From the assembly snippets we can see that with_simd uses only 4 registers whereas without_simd uses 8. The SIMD version correctly uses %ymm vector registers (4 elements per vector). The %xmm registers in the naive version are the same thing as the lower half of the %ymm registers. What makes the naive version even more suboptimal is the fact that instead of using both two elements in the %xmm register, all the instructions in the snippet only use the first element of each vector.
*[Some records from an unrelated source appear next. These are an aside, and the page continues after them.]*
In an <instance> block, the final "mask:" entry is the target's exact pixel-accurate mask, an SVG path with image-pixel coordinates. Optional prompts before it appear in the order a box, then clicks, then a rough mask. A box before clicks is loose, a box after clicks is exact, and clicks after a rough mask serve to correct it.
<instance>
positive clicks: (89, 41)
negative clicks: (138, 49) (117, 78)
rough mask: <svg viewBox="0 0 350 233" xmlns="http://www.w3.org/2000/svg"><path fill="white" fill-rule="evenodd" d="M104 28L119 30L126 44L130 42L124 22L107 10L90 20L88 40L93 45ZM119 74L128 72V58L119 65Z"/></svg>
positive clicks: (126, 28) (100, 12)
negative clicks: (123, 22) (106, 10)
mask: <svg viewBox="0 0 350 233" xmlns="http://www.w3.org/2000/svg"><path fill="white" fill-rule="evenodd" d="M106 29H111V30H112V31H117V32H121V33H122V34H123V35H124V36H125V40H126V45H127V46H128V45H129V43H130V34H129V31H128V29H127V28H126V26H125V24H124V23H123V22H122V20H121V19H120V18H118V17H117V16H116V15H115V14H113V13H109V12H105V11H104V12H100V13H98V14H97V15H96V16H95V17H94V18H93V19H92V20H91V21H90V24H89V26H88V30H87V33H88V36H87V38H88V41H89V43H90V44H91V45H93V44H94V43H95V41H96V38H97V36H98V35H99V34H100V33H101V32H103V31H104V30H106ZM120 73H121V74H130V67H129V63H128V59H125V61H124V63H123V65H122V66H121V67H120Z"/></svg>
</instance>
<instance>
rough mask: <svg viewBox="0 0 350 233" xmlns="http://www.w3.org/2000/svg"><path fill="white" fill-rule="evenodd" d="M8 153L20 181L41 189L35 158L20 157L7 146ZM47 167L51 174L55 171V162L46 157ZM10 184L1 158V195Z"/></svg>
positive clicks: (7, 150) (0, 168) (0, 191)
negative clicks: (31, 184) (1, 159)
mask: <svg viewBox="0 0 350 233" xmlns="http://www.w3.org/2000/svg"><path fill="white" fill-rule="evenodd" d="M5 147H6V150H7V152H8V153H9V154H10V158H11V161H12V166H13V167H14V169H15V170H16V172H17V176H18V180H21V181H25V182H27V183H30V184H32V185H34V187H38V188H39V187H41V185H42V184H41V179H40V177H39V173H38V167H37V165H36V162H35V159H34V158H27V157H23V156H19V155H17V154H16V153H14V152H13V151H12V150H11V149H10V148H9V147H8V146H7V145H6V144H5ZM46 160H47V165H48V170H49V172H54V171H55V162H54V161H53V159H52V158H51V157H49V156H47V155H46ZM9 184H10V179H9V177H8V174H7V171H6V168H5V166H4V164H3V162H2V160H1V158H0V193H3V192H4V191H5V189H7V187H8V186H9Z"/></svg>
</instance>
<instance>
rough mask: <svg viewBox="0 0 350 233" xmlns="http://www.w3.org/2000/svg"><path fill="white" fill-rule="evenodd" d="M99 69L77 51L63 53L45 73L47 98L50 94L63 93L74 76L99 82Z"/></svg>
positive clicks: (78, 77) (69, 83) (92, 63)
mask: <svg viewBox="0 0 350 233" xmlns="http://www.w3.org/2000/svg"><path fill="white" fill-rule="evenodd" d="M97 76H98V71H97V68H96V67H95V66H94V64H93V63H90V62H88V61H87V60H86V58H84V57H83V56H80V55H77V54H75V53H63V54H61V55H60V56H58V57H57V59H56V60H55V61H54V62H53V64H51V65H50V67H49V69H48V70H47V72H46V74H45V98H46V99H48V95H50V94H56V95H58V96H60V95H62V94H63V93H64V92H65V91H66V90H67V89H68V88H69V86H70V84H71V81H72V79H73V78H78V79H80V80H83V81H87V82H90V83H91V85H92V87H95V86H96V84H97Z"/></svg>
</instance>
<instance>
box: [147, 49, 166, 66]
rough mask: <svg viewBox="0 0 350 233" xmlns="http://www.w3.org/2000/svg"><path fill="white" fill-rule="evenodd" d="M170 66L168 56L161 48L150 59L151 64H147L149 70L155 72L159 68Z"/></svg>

For example, instruction vmulpd calculates packed double-precision floats whereas vmulsd calculates only scalar double-precision floats.

Conclusion

By using SIMD instructions we have managed to speed up Lorentz transformation calculation and decrease the number of registers used in the calculation. The code successfully takes advantage of the 256-bit registers offered by the CPU. For calculating Lorentz transforms for large amount of four-vectors the next step would be to use multithreading.